La noce de notre ami Marchinko s'est terminée hier et a été célébrée à l'église de Malte. Sa femme est catholique. Il y avait foule pour voir la cérémonie; quant au marié, il a joué de malheur car au moment le plus pathétique de l'exorde du prêtre il a eu le talent d'exciter un rire général. Je ne sais si vous ignorez la formule du mariage, mais ordinairement le prêtre dit d'avance mot pour mot ce que vous devez dire vous-même, et il commence par votre nom de baptême, et malheureusement Marchinko s'appelle Jean. Vous allez voir le quiproquo que cela lui fit faire; quand le prêtre eut dit: "moi Jean", l'épouseur, sans lui donner le temps de le reprendre continue avec un timbre de voix et une fermeté à désoler tous ses amis: "moi, gentilhomme de la chambre de Sa M[ajesté] E[mpereur] de toutes les Russies et Roi de Pologne, je promets…" Enfin, le prêtre eut toutes les peines du monde à l'arrêter et à lui expliquer qu'il se trompait et que ce n'était pas de ses titres et grades que l'on voulait, mais tout simplement de son nom de baptême, et il le fit recommencer. Vous pouvez penser s'il en a été question en ville le soir même dans tous les salons, et les mauvaises langues prétendaient que c'était une grande délicatesse de sa part de se montrer dès le premier jour à sa femme tel qu'elle devait le conserver toujours; c'est-à-dire, bête et vain. Il n'y eut que la bonne Elisa (qui parle du nez plus que jamais) qui prit sa défense et qui déclara qu'un homme qui avait le coeur aussi sensible que Marchinko et aussi susceptible de fortes impressions devait naturellement perdre la tête en pareille occasion; quant à elle, qui ne perd jamais la sienne, elle revient d'un pèlerinage chez le Saint que l'Empereur a fait l'année dernière. Vous voyez qu'elle n'oublie jamais rien pour conserver les bonnes grâces de son Souverain et vraiment quand on suit cette femme et que l'on voit qu'elle ne peut faire une action sans qu'il y eut un but d'ambition et d'intrigue cela devient révoltant.
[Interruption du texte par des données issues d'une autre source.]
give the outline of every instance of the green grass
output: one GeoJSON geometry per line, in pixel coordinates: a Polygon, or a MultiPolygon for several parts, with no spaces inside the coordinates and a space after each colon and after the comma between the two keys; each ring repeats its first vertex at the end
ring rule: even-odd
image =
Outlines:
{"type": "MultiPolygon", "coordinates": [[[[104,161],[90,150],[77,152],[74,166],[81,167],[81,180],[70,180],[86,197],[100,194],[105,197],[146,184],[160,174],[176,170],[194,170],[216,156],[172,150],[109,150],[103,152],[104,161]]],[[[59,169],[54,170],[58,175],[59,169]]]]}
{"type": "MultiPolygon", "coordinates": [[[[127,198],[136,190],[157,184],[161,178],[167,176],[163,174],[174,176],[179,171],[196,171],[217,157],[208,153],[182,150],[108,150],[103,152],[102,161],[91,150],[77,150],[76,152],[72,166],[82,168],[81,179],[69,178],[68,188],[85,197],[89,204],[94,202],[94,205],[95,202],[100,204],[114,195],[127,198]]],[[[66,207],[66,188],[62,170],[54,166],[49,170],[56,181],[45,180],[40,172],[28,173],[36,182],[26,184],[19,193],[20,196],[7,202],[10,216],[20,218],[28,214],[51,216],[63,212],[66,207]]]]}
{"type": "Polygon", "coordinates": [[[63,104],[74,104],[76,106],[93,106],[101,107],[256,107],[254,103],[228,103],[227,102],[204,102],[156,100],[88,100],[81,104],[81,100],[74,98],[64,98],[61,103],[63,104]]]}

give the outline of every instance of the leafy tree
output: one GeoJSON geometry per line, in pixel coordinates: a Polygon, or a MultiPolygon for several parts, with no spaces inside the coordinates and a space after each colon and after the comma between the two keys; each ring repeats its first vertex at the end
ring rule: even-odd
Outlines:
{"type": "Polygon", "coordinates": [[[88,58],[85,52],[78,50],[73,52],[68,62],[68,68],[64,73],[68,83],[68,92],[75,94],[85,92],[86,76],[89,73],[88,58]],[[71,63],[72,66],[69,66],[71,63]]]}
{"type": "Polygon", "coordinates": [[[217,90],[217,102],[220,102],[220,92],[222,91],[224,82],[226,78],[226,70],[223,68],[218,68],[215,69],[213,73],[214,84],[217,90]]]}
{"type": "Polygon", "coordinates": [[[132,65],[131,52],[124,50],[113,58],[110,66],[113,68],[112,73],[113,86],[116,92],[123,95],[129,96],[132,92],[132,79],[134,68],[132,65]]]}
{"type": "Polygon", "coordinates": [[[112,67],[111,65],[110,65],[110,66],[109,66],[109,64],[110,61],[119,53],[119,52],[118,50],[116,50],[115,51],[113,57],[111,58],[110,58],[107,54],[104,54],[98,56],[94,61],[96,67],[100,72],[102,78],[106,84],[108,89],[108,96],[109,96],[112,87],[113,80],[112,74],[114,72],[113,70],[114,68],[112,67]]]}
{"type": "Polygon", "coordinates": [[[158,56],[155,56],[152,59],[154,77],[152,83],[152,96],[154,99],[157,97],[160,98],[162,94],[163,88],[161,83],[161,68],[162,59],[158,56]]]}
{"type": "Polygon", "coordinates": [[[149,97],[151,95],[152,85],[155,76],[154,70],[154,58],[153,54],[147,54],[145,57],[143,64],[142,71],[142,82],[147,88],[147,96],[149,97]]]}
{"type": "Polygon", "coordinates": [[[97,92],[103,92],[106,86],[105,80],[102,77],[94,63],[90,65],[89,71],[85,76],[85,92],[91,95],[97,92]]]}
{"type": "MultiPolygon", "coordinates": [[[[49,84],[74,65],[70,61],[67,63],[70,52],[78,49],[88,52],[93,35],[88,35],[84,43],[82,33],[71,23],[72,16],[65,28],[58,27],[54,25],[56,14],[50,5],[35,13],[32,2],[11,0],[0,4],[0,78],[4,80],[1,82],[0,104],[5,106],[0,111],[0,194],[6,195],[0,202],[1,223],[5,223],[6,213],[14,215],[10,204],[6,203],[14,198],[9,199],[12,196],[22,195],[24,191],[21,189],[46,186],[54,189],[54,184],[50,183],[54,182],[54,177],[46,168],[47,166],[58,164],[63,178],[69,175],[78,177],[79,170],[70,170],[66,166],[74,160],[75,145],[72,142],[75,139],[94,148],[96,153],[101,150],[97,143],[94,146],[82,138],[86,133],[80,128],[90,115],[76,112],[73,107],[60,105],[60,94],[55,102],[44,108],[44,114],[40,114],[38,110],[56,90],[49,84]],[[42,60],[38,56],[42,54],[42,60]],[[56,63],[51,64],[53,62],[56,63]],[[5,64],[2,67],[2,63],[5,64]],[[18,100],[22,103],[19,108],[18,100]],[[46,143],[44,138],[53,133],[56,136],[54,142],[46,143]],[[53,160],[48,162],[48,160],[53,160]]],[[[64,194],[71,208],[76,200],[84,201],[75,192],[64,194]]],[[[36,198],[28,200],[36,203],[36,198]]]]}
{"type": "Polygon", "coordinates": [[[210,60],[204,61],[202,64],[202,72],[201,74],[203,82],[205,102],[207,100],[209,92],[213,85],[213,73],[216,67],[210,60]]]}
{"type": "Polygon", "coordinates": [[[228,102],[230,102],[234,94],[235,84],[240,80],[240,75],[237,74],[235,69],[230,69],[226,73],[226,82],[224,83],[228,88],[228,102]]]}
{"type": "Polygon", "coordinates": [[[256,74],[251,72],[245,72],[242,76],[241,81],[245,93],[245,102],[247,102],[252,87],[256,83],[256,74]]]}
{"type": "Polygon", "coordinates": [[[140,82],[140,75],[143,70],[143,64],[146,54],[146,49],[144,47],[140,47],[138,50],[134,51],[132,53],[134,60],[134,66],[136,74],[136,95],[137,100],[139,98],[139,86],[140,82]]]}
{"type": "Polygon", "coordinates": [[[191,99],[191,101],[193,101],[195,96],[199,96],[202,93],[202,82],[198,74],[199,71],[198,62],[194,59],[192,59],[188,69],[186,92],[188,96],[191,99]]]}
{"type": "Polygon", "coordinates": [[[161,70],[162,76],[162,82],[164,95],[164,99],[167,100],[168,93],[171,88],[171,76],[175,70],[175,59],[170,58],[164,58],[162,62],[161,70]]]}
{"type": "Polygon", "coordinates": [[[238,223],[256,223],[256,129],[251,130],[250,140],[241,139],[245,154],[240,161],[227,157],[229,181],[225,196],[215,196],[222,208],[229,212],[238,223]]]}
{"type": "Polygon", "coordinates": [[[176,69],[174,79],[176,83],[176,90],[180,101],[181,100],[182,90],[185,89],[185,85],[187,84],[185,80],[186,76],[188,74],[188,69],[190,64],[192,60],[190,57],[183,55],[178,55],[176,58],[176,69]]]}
Le pauvre diable de Platonoff est dans un état depuis trois semaines qui fait de la peine, il est tellement amoureux de la petite princesse B. qu'il s'est renfermé chez lui, qu'il ne veut voir personne, pas même ses parents. Car il refuse sa porte à son frère et à sa sœur. Il prétexte une grande maladie: cette conduite m'étonne pour un garçon d'esprit, car il est amoureux comme on nous représente les héros des romans. Ceux-ci je les comprends parfaitement puisque il faut bien inventer quelque chose pour remplir les pages; mais pour un homme qui a du bon sens, c'est de la dernière extravagance; j'espère qu'il mettra bientôt un terme à ses folies et qu'il nous sera rendu, car moi il me manque beaucoup.
Vous voyez au reste, mon cher, [que] quoi qu'au nord le sang y est excessivement chaud et que celui qui y arrive déjà dans cet état ne perd rien dans ce climat; vous allez en juger par le trait suivant. Le beau Paul vient d'obtenir un congé de 28 jours pour aller à la recherche de celui qui lui a enlevé le cœur de l'Istomina, pour se couper la gorge avec lui; c'est au moins ce qu'il dit. Il se trouve que ce n'est pas votre ami intime, La Ferrière, qui a été le séducteur comme je vous l'avais annoncé dans mon avant-dernière [lettre], mais c'est bien lui qui a reçu les soufflets qu'a distribués Paul; parce que il se trouve que l'infidélité a été consommée chez La Ferrière par un des amis de ce dernier qui venait d'arriver de Paris; mais en voilà bien d'une autre, après cette aventure, La Ferrière a refusé de jouer dans La courte de paille à moins que Gidienoff [n'] obtienne une lettre de Paul comme quoi il ne lui avait pas donné de soufflets; vous pensez bien quand un supérieur supplie, il obtient facilement, aussi Paul a-t-il publié et imprimé la lettre la plus bête qu'il est possible d'écrire et qui a été distribuée à domicile avec les affiches; je suis au désespoir d'avoir perdu celle que j'avais, je vous en aurais copié les passages les plus spirituels pour vous donner une idée des autres.
[il manque 1 ou plusieurs pages]
J'oubliais de vous demander comment il fallait faire avec le médecin qui est venu chez moi si souvent, si je dois le payer ou non et ce qu'il faut lui donner. Beaucoup, c'est impossible car la pharmacie m'a coûté beaucoup pendant ma maladie.
Cergé que j'ai rencontré aujourd'hui avec Linsky m'ont chargé de vous dire mille choses de leur part et Cergé m'a aussi prié de vous rappeler qu'il vous avait invité à dîner au Rocher de Cancale pour le mois de février.